Cargill ilk günden bu yana Bursa’da en çok tartışılan yatırımlar arasında yer aldı.
Üstelik…
Sivil toplum örgütlerinin topluca karşı çıktıkları ilk yatırım olduğunu bile eklemek gerekiyor.
Zaman içinde gündeme gelen iddialar var. Bu iddialar suçlama boyutuna da ulaştı.
Cargill yönetimi iddia ve suçlamalara cevaplar verdi. Bunların kimi kabul gördü, kimi ise karşı çıkanları yolundan vazgeçirmeye yetmedi.
Dahası…
Cargill için yapılan plan değişiklikleri pek çok kez yargı önünde dava konusu oldu. Ama bu arada tesis tamamlandı ve üretime başladı.
İşte…
Cargill için yapılan plan değişikliklerinin iptali ve tesis hakkındaki yıkım kararı da bu davalardan biri.
Ne var ki…
Mahkemenin verdiği yıkım kararının uygulanmaması, Bursa Barosu’nun başı çektiği davacılar tarafından yeni bir dava konusu oldu.
Davacılar önce yerel mahkemeye başvurup, yargı kararlarını uygulamayan Başbakan Recep Tayyip Erdoğan ile birlikte dönemin Bayındırlık Bakanı Zeki Ergezen, yine dönemin Bursa Valisi Oğuz Kağan Köksal ve dönemin Gemlik Belediye Başkanı Mehmet Turgut hakkında tazminat talebinde bulundular.
İstekleri yerel mahkeme tarafından reddedilen davacılar bunun üzerine Yargıtay’a itirazda bulundular.
İşte…
Yargıtay Hukuk Kurulu bundan sonraki pek çok benzer davayı ilgilendiren, hatta hukuk tarihine geçen çok önemli bir örnek karar verdi.
Çünkü…
Davacıların, mahkeme kararını uygulamayıp fabrikayı yıkmayan görevlilere tazminat isteğini reddeden yerel mahkeme kararına yaptığı itiraz Yargıtay Hukuk Kurulu tarafından kabul edildi.
Dahası…
Emir vererek yargı kararını uygulamadığı iddia edilen Başbakan Recep Tayyip Erdoğan ile birlikte Bakan Ergezen, Vali Köksal ve Başkan Turgut’un bu nedenle tazminat ödemeleri gerektiğine hükmetti.

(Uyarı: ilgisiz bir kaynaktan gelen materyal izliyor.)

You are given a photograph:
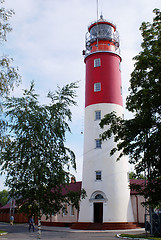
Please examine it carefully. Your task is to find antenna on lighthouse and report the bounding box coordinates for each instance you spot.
[96,0,98,22]
[97,0,98,48]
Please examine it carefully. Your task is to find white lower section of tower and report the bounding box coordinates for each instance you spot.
[79,103,134,223]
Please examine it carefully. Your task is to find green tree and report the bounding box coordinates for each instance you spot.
[0,190,8,206]
[100,9,161,207]
[0,83,84,223]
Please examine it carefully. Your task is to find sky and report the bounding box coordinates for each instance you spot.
[0,0,161,190]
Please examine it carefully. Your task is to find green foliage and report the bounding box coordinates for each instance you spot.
[0,82,85,216]
[0,190,8,206]
[100,9,161,206]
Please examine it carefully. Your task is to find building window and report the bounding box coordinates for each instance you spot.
[119,62,121,71]
[62,204,68,216]
[94,83,101,92]
[120,86,122,96]
[95,139,101,148]
[96,171,102,181]
[95,111,101,120]
[70,205,74,216]
[94,58,101,67]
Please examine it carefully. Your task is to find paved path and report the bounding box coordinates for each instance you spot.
[0,223,144,240]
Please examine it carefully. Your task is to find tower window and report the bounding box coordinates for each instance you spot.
[96,171,102,181]
[120,86,122,96]
[70,205,74,216]
[94,58,101,67]
[94,83,101,92]
[62,204,68,216]
[95,111,101,120]
[95,139,101,148]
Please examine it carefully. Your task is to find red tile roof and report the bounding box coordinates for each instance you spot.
[0,179,144,210]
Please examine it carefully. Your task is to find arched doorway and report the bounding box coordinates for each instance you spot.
[90,191,107,223]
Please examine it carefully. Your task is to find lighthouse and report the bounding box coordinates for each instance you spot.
[78,15,134,229]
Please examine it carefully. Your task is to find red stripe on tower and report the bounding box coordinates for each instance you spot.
[85,52,122,107]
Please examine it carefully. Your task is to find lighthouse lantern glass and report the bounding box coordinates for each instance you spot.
[90,24,114,41]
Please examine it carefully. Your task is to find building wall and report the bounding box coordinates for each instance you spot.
[131,195,145,223]
[41,205,78,224]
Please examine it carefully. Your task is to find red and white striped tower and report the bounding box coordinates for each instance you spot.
[79,15,133,228]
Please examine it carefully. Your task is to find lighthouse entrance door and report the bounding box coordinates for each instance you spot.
[94,202,103,223]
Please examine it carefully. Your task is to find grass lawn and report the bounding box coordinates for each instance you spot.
[120,233,161,240]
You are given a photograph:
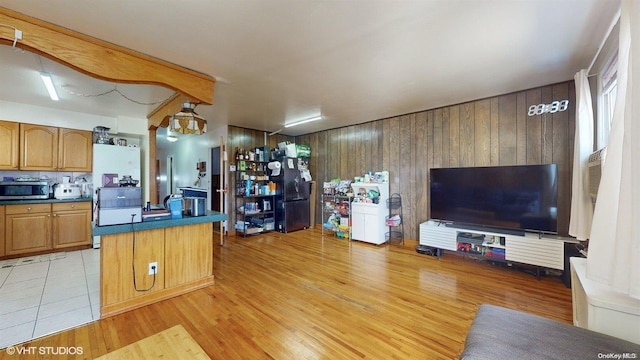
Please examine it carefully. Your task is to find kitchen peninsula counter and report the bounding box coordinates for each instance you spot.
[93,211,227,318]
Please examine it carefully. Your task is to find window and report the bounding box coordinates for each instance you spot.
[596,53,618,149]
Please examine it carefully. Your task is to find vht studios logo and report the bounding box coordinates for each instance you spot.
[6,346,84,355]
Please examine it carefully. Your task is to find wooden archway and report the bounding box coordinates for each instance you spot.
[0,7,215,202]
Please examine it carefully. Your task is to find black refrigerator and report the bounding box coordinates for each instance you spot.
[270,158,311,233]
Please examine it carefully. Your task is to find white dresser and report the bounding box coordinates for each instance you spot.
[570,257,640,344]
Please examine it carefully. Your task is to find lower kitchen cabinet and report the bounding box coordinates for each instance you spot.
[0,201,91,256]
[0,206,5,256]
[52,202,91,249]
[5,204,51,255]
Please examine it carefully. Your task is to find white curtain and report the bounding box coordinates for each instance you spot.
[587,0,640,299]
[569,69,593,240]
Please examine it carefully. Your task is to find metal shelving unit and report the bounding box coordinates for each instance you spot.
[385,193,404,245]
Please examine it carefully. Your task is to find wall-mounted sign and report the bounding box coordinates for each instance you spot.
[527,100,569,116]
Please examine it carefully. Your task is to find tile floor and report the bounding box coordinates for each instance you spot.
[0,249,100,349]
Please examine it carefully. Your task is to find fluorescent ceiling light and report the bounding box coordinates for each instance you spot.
[284,115,322,127]
[167,135,178,142]
[40,71,60,101]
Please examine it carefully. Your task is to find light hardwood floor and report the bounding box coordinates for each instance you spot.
[0,230,572,359]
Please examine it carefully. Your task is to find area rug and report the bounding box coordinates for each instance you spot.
[96,325,211,360]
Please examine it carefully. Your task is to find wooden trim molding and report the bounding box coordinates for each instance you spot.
[0,7,215,105]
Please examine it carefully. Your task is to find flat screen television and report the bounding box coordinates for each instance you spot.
[429,164,558,234]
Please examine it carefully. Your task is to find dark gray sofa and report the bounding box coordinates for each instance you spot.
[460,304,640,360]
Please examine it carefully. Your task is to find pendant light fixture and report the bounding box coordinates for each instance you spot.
[169,102,207,135]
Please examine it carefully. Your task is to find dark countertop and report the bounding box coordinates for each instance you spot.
[0,198,92,205]
[91,211,227,236]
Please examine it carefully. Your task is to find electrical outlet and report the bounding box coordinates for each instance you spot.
[149,262,158,275]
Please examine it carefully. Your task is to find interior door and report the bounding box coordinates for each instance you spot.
[211,146,222,212]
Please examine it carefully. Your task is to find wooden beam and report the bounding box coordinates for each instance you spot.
[0,7,215,104]
[147,94,191,129]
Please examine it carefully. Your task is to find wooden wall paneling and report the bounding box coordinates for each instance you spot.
[100,229,165,307]
[526,88,543,164]
[550,83,573,238]
[416,111,430,226]
[449,105,460,167]
[356,122,372,172]
[431,109,445,167]
[460,102,475,167]
[286,81,575,239]
[516,92,529,164]
[336,127,350,179]
[498,94,517,165]
[541,86,553,164]
[489,97,500,166]
[400,113,417,239]
[164,223,213,288]
[327,129,346,179]
[369,121,386,171]
[378,119,393,176]
[474,99,491,166]
[344,125,356,178]
[389,117,400,193]
[440,107,451,167]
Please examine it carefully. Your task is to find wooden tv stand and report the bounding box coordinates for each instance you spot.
[420,220,571,270]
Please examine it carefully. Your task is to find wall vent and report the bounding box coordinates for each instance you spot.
[587,147,607,204]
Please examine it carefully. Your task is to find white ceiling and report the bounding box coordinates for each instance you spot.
[0,0,620,135]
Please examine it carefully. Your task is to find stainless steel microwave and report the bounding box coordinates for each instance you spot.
[0,181,49,200]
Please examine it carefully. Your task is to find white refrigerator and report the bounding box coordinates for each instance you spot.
[93,144,142,248]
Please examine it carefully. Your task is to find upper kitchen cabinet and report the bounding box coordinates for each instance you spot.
[20,124,58,170]
[20,124,93,172]
[0,121,20,170]
[58,129,93,172]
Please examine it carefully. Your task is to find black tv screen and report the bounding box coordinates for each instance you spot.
[429,164,558,233]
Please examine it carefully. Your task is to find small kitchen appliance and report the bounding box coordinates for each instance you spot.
[53,184,82,199]
[0,181,49,200]
[97,187,142,226]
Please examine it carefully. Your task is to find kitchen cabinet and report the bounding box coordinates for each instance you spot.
[0,121,20,170]
[58,128,93,172]
[0,206,5,256]
[52,202,91,249]
[20,124,58,170]
[19,124,93,172]
[351,183,389,245]
[5,204,51,255]
[0,201,92,256]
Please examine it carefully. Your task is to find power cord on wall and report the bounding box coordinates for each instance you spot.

Karardan çıkan ilginç bir sonuç da şu:
“İdare hukukunun genel kuralları içinde asıl olan, bir idari kararın iptali halinde, iptal edilen karardan önceki durumun sağlanmasıdır. İptal edilen idari kararlar nedeniyle fabrika tamamen izinsiz ve ruhsatsız hale gelmiş olduğundan faaliyetine son verilmesi gerekir.”
Karar bu.
Ancak…
Dünya üzerindeki küresel sermayenin önemli firmalarından biri olan, üretiminin büyük bölümü ihraç edilen, geçen süreç içinde Türk ve Amerikan devlet adamlarının görüşmelerinde sürekli gündeme gelen, hatta Beyaz Saray’daki baş başa görüşmelerde masaya konduğu yolunda iddialar bulunan Cargill’i bu saatten sonra yıkabilmek de pek kolay görünmüyor.
O nedenle…
Yargıtay’ın kararının, bundan sonrasına yönelik yeni spekülasyonları ve polemikleri de beraberinde getireceğini söylemek mümkün.
Ama…
Ortada bir de “Şeriatın kestiği parmak acımaz” anlayışı var. Hele bu şeriatın keseceği parmak ülke yönetiminin başındaki Başbakan ile bir bakan, vali ve belediye başkanının olunca işin önemi doğal olarak artıyor.
Daha açık söylemek gerekirse, Türkiye’de ilk kez bir Başbakan yargı kararını uygulamamaktan tazimat ödemek zorunda olacak.
Zaten…
Yargıtay Hukuk Kurulu kararının hukuk tarihine geçme nedeni de bu.
Üstelik…
Bu yargılamanın sonucu belli: Mahkeme Başbakan ve diğer görevliler için belli bir miktar tazminat öngörecek.
Belli olmayan tek şey, yerel mahkemenin ne kadar tazminata hükmedeceği.